Its shares are trading at over 200 times the average analyst earnings forecast for the next year, according to Refinitiv, underpinning skeptics’ arguments that Tesla’s stock has become highly overvalued.
After Tesla delivered just shy of a Musk-promised 500,000 electric vehicles last year, investors are focused on the Silicon Valley manufacturer’s 2021 delivery target, expected to be provided on Wednesday.
Following the close of trading on Wednesday, analysts on average expect Tesla to report adjusted EBITDA of $2.3 billion, up 92% from the year-ago period. That would be enough to trigger the vesting of the fifth of 12 tranches of options granted to Musk in his 2018 pay package to buy discounted Tesla shares.

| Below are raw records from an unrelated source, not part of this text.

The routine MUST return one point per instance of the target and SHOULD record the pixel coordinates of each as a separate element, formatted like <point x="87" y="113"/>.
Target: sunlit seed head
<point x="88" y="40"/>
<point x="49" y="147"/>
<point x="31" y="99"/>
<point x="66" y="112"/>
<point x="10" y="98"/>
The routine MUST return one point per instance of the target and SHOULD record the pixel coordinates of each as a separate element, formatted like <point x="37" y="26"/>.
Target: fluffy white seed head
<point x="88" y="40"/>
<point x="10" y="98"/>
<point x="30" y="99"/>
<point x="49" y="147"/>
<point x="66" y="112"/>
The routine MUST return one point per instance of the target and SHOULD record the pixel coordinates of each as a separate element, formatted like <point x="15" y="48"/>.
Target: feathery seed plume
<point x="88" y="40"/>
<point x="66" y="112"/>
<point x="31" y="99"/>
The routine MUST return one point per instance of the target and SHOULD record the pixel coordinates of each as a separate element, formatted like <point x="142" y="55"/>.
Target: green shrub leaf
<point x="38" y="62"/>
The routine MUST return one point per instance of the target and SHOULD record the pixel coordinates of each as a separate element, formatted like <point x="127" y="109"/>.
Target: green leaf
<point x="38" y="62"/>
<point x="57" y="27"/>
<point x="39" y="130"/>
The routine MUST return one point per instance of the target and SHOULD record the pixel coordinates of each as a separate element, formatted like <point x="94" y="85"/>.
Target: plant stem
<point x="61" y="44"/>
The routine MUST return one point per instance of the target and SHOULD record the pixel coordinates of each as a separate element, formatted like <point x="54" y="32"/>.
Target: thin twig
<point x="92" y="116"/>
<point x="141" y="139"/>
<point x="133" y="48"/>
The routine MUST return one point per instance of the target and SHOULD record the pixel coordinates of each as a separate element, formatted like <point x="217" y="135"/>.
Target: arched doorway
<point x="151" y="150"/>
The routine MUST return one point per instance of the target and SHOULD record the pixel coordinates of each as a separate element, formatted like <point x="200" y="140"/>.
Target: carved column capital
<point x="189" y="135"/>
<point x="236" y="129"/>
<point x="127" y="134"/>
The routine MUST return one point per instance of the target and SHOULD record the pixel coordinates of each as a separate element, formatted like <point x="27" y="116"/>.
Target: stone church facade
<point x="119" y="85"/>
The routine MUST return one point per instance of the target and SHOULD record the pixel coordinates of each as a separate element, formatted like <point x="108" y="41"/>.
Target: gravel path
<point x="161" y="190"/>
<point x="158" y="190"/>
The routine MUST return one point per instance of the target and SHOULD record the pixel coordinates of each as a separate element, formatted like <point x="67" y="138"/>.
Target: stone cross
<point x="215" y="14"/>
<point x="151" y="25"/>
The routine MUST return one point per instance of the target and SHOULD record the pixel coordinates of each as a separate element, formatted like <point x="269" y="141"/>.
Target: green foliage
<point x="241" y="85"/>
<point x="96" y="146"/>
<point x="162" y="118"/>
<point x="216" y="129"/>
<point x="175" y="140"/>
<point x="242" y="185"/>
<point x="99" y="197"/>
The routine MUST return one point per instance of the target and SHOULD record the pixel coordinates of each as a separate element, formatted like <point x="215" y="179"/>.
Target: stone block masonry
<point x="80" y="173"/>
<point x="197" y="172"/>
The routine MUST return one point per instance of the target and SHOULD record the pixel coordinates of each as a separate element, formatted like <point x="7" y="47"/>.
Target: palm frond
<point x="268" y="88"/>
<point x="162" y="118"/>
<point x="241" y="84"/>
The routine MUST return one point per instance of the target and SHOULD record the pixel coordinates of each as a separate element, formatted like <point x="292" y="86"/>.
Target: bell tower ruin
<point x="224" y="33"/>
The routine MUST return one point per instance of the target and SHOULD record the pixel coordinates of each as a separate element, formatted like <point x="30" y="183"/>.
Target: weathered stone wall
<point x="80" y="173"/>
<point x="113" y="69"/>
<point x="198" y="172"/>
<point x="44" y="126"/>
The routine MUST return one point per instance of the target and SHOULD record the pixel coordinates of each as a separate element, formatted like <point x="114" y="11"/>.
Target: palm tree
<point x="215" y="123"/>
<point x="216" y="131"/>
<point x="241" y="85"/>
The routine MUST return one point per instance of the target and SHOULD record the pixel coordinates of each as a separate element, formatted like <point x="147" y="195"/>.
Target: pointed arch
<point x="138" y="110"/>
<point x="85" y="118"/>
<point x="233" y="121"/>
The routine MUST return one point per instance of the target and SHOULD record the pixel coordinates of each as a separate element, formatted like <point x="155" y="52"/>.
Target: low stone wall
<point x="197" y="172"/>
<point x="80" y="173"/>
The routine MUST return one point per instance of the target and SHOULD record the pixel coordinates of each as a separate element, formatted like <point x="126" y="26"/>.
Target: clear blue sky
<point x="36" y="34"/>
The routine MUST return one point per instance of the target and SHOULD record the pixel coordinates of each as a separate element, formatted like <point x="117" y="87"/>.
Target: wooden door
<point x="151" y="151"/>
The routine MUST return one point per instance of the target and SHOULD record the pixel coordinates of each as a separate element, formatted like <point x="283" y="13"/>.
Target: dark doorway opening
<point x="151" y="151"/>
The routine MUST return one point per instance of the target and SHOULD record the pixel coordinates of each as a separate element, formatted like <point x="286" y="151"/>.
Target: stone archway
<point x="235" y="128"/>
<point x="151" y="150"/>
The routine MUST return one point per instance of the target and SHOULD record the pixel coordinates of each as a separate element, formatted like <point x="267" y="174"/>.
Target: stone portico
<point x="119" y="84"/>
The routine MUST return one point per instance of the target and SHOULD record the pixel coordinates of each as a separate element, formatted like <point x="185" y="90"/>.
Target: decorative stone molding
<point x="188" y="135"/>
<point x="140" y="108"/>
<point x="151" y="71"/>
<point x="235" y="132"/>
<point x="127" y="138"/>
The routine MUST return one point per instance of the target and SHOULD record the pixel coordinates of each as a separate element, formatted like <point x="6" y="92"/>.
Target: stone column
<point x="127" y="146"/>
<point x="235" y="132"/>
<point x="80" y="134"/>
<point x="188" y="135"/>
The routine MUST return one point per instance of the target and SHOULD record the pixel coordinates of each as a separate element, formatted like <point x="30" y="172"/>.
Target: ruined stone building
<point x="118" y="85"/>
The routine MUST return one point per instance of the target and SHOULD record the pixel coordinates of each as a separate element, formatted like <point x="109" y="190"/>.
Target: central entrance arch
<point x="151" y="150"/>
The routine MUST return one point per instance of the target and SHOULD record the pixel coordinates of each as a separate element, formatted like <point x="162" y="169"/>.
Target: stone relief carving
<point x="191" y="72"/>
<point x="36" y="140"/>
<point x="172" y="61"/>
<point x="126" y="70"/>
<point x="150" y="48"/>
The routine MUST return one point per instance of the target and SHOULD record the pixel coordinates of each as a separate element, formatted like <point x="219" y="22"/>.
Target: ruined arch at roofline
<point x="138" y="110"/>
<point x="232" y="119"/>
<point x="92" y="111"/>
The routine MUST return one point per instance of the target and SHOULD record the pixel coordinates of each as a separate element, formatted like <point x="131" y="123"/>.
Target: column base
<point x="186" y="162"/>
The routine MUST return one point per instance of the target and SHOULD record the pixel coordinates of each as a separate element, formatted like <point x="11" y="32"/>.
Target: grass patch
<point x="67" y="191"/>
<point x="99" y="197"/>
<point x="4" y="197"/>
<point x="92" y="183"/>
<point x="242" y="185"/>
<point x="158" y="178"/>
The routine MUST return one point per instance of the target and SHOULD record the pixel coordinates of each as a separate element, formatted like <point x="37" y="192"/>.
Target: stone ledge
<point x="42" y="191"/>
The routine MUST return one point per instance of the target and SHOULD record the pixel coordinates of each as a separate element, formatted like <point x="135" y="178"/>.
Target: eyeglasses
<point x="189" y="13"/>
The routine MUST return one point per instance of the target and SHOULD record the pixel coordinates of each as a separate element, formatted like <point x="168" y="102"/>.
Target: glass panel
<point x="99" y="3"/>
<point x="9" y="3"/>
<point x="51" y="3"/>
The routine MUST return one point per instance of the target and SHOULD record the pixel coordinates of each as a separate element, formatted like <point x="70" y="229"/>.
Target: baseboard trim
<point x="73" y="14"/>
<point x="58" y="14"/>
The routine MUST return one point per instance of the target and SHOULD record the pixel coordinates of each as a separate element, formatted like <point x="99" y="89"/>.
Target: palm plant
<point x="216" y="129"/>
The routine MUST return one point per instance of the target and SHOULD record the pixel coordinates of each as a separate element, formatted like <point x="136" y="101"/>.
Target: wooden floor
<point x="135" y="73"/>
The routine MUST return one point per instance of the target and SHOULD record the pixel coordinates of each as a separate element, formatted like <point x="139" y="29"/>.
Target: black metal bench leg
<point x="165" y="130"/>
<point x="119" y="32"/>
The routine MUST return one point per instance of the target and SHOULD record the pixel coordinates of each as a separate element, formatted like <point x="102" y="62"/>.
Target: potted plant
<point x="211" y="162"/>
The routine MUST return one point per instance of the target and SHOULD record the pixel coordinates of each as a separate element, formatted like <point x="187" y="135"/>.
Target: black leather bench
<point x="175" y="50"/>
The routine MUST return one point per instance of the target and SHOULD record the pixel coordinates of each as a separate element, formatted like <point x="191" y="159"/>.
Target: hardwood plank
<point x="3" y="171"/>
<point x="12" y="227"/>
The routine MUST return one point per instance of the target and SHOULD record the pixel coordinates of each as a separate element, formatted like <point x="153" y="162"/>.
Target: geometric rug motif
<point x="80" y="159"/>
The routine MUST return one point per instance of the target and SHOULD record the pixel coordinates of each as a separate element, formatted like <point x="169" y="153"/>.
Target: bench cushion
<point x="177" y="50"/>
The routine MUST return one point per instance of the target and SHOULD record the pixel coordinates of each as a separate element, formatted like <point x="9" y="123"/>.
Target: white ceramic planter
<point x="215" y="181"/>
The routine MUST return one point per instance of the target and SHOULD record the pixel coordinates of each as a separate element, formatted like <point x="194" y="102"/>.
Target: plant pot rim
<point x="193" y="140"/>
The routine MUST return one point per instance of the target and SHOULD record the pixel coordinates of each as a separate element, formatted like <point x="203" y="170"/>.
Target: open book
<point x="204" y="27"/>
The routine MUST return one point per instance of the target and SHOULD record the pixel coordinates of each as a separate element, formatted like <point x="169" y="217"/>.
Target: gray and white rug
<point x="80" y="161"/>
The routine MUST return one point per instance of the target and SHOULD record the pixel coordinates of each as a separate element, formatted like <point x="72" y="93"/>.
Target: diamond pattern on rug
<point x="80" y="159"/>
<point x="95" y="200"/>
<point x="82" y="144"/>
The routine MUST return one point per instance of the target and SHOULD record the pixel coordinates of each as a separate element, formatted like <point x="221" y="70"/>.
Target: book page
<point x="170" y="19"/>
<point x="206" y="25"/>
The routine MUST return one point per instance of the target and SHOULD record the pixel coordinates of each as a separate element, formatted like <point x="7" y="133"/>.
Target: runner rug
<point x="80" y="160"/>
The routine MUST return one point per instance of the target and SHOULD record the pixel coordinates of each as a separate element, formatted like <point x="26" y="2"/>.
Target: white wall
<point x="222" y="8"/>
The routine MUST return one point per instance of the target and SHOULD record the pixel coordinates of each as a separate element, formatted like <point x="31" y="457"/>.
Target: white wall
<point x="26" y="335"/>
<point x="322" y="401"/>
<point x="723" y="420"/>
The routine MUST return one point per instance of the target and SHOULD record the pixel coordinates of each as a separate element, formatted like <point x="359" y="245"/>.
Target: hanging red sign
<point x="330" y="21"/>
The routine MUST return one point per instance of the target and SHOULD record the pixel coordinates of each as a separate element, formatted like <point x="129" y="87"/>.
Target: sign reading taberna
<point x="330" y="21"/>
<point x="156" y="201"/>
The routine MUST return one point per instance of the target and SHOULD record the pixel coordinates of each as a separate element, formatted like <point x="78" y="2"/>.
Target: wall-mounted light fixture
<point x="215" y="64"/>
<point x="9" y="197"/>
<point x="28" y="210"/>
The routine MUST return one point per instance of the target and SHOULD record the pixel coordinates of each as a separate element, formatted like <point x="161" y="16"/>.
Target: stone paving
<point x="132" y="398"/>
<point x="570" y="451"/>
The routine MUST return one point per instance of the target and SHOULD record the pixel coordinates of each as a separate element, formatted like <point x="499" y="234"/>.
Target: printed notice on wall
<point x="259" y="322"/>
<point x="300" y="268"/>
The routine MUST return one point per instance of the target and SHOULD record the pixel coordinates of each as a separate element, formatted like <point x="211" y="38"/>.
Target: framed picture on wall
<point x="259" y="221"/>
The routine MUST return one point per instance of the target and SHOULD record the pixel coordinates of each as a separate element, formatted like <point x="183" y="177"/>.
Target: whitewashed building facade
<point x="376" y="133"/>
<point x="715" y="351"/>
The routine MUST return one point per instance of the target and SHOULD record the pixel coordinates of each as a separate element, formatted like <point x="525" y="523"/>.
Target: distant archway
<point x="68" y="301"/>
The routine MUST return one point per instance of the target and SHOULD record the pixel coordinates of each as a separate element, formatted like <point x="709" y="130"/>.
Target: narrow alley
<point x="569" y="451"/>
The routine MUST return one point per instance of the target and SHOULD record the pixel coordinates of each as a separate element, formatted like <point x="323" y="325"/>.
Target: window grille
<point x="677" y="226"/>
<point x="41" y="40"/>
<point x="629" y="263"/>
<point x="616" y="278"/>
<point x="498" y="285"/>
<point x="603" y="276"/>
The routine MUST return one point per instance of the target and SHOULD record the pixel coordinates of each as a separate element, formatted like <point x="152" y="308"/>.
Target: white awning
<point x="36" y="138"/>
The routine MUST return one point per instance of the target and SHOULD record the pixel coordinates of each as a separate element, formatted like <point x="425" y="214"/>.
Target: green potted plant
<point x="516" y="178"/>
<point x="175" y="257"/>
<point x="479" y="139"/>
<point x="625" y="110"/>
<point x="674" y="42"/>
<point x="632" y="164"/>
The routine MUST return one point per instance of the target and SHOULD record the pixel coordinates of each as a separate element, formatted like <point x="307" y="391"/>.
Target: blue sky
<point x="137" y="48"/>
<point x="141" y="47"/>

Musk, who is also the majority owner and CEO of rocket maker SpaceX, receives no salary at Tesla. His pay package requires Tesla’s market capitalization and financial growth to hit a series of rising targets.
Each tranche gives Musk the option to buy 8.4 million Tesla shares at $70 each, a discount of more than 90% from their current price. At Tuesday’s price of $889, the shares from four previous tranches and the current tranche could generate a profit of nearly $35 billion, or almost $7 billion per tranche.